WIP pipeline for completing the BioNLP 2019 bacterial biotope NER/norm task
The BioNLP bacterial biotope shared task is to extract bacterial organisms, habitats, and medical phenotypes from Pubmed articles and link them by association.
The Shared Task description is here: https://drive.google.com/file/d/1G0po_xlRjQCZ-qxuA_4PLdipXU6rtYTp/view
The first part of the shared task is Named Entity Recognition (NER) and Normalization.
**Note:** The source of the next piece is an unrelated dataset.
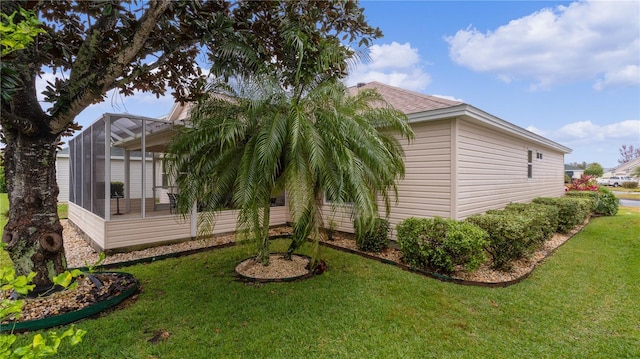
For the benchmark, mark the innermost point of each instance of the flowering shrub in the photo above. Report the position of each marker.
(584, 183)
The goal of this step is to correctly identify and classify words or multi-word phrases in biomedical texts that correspond to the entities of interest in this task: bacterial species, bacterial habitats, medical phenotypes, and geographical locations.
The rough steps to accomplish this are:
- Generate lists of the entities of interest from NCBI (bacteria) and the provided .obo resource (habitats, phenotypes).
- Annotate these entities in biomedical texts.
- Train a model on the annotated texts to recognize new entities used in similar contexts to those in the original lists (NER).
- Create general rules to flexibly link clusters of synonymous entities to a single identity (normalization).
-generate_bacteria_taxid_dict.py (bacteria)
-extract_obo_category_nodes.py (habitat, phenotype) \
-easy_pubmed_batch_downloads.R
BERT
A separate effort to fine-tune and test domain-specific BERT models (Biobert, NCBI_Bluebert) on the training data provided by BioNLP. These are Colab notebooks to make use of the free GPUs.